Last week we spoke about how Sugar Gives You Wrinkles. If that wasn’t horrifying enough to get you to give up sugar for the rest of your life, maybe the fact that it also gives you acne will. We’ve all been through those awkward teenage years when our skin seems to turn into an oil refinement plant. It is estimated that worldwide 80% of people between the ages of 11 and 30 have had an acne breakout at some point, and it can continue into middle age for up to 12% of women and and 3% of men.
What is Acne?
Acne is a disease that effects the skin’s oil glands. When the oil gland gets clogged with a combination of dead skin cells and excess oil a pimple forms. Bacteria can develop in this mixture causing redness and swelling.
What Causes Oily Skin?
Dermatologists have attributed oily/acne prone skin mainly to genetics. The exact mechanism is not clear, but a rise in hormones, especially testosterone, leads to increased oil production. There are some other factors that can exacerbate the problem, but the mainstream theory is that you have your genes to thank – even if the cause is not fully understood. Other factors that have been associated with oily skin are the use of birth control pills and other medicines, hormonal changes (i.e. puberty, pre-menstruation, etc.), and greasy makeup.
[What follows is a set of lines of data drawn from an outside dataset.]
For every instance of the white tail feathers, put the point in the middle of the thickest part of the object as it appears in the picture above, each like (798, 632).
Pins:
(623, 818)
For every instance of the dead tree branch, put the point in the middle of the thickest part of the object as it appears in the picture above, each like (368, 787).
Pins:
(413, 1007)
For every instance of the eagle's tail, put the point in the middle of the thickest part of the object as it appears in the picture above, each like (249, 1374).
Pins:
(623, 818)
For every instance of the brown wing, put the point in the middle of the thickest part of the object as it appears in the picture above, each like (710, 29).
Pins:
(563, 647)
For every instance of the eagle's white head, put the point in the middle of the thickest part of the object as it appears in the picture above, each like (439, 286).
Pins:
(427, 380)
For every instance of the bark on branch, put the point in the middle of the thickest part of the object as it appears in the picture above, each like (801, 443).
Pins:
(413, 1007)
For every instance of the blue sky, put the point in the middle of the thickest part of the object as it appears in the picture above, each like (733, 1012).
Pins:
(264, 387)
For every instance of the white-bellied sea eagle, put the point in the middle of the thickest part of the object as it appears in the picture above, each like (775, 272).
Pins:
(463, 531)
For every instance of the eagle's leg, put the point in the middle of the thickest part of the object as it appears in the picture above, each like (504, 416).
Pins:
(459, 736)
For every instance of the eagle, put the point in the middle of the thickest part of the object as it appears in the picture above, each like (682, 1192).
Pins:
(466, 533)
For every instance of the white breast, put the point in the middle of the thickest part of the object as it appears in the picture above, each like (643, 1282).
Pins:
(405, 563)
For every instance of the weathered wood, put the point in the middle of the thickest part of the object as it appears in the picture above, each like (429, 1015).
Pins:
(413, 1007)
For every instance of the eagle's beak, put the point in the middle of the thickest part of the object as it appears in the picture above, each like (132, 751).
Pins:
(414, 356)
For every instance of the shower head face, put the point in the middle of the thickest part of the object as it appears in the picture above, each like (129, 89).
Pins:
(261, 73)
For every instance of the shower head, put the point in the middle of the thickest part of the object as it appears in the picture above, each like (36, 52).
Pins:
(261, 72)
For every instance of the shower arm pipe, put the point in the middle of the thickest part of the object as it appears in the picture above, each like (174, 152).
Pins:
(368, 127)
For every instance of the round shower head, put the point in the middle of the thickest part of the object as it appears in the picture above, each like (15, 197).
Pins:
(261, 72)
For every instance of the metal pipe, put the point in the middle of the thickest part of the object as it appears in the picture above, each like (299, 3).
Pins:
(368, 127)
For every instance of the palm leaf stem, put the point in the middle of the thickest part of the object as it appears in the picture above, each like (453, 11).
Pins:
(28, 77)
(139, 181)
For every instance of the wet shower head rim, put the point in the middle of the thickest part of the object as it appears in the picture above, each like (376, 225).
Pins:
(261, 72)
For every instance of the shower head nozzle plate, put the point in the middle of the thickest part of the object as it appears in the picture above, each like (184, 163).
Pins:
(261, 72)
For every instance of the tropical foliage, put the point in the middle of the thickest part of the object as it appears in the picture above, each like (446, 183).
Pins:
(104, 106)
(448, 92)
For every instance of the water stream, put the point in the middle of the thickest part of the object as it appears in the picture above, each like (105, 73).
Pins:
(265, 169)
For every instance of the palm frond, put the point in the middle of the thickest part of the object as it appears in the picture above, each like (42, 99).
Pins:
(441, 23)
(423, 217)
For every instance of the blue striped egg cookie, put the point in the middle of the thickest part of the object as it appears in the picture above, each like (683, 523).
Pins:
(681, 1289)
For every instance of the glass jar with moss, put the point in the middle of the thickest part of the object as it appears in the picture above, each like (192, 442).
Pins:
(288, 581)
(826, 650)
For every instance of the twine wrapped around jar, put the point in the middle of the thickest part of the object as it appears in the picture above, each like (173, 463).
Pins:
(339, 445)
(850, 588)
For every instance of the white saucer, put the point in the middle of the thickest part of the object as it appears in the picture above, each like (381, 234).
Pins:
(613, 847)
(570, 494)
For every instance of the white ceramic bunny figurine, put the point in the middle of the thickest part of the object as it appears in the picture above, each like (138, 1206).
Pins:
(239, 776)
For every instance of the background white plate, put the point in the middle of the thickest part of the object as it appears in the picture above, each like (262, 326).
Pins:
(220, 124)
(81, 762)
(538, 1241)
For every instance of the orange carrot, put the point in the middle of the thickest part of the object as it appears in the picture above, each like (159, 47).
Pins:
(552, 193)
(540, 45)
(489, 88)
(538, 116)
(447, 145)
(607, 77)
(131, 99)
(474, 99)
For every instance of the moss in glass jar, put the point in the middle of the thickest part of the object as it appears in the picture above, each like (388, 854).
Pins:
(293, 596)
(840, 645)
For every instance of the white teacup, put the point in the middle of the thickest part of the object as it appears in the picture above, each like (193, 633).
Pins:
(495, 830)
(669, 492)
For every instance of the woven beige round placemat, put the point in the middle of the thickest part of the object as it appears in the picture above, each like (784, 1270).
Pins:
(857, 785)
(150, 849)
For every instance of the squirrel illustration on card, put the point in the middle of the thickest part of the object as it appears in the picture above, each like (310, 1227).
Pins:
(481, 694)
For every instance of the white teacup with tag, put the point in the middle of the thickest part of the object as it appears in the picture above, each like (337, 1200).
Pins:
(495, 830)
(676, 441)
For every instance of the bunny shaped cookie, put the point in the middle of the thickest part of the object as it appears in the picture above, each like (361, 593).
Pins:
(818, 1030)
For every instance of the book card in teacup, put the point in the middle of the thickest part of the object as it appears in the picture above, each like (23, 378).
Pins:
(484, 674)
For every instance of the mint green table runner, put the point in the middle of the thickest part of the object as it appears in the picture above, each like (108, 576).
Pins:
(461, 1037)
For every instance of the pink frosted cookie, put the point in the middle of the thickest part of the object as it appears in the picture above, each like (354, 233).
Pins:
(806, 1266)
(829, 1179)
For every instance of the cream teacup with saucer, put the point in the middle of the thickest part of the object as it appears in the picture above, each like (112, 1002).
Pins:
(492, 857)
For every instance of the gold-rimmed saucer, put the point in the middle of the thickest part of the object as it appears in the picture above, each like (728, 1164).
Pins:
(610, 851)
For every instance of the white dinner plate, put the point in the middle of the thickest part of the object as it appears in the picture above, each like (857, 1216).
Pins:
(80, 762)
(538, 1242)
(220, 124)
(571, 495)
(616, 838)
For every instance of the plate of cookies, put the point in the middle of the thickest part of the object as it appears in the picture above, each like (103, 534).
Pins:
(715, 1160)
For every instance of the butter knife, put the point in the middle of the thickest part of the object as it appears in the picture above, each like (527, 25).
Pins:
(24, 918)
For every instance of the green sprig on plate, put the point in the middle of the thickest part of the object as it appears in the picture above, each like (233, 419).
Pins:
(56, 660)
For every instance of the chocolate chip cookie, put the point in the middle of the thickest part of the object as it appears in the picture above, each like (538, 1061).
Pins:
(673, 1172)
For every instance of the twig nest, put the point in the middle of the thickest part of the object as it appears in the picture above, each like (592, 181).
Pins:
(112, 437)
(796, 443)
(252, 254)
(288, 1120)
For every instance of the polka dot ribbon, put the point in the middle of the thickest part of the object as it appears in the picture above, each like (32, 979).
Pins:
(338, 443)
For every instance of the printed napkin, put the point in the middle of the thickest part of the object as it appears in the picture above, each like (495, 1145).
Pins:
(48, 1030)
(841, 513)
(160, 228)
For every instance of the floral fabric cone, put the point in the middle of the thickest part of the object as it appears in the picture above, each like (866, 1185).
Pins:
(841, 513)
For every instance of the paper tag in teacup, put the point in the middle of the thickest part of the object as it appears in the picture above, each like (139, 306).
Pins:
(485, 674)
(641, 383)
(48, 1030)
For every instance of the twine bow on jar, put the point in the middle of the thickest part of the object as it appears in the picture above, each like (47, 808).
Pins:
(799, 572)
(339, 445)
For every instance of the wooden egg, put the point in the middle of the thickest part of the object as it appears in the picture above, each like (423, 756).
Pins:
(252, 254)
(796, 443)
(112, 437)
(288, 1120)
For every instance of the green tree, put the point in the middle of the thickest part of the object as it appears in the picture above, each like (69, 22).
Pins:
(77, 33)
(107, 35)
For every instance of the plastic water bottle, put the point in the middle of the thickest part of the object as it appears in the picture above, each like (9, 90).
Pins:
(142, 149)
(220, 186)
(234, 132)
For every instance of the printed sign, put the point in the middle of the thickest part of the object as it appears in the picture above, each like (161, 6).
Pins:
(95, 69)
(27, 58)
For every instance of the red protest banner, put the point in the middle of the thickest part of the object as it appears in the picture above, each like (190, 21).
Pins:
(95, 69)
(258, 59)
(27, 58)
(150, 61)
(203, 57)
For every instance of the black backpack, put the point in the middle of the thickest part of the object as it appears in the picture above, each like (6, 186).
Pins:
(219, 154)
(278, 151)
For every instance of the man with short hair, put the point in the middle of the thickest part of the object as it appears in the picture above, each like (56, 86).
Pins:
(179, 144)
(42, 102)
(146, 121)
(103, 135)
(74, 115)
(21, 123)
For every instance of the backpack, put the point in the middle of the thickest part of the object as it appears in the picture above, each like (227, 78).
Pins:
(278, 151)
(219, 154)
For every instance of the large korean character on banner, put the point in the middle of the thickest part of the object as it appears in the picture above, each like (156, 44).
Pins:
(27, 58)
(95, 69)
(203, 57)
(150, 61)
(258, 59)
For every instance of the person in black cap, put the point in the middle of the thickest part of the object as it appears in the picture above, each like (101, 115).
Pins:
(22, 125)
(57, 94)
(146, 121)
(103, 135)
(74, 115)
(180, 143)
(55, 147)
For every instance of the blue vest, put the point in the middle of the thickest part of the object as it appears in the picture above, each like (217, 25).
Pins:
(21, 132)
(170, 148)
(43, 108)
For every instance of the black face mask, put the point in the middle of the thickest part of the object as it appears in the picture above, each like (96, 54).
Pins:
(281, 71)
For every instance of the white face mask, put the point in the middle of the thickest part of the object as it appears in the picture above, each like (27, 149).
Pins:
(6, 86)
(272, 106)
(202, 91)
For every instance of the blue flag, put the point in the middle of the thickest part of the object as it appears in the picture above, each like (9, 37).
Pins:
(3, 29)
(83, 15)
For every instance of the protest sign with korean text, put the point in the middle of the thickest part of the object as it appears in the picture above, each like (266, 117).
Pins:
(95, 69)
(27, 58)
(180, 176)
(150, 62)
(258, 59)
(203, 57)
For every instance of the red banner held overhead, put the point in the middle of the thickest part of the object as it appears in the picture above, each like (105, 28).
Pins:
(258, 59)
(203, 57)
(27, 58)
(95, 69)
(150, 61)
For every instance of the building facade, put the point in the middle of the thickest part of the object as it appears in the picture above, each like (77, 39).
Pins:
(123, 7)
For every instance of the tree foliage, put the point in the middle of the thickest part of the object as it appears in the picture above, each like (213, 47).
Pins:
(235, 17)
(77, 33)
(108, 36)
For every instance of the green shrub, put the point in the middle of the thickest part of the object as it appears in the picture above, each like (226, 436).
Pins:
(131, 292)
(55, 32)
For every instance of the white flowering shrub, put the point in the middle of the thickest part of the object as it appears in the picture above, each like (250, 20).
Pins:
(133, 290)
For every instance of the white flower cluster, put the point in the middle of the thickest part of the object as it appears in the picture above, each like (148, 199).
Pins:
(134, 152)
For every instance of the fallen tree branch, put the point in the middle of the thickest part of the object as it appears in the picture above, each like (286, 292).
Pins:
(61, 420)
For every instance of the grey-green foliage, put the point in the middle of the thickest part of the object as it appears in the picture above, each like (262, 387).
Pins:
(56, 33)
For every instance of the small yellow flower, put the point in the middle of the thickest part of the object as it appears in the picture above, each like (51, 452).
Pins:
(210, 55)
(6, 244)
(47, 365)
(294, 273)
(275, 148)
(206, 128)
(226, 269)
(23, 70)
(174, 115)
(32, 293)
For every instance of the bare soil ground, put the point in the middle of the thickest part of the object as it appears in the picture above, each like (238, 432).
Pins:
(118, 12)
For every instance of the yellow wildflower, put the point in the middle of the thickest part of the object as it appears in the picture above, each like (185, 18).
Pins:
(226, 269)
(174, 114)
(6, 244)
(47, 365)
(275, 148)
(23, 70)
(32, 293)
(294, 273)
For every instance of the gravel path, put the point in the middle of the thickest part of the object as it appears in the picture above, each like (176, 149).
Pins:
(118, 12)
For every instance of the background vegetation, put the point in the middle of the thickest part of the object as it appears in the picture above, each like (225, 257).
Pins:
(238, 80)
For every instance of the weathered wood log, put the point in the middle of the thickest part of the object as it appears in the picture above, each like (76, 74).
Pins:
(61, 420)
Costly treatments that line the pockets of pharmaceutical companies have been created to help combat it. We here at Kaiya Naturals even wrote an article on the scientific evidence behind how Tea Tree Oil is just as effective for treating acne as Benzoyl Peroxide. Is oily/acne prone skin something many of us have to put up with because of our genetics? Should we just accept the fact that all we can do is treat the symptoms with expensive medications, and not the cause? Well, not really. Acne, it would seem, is a western problem.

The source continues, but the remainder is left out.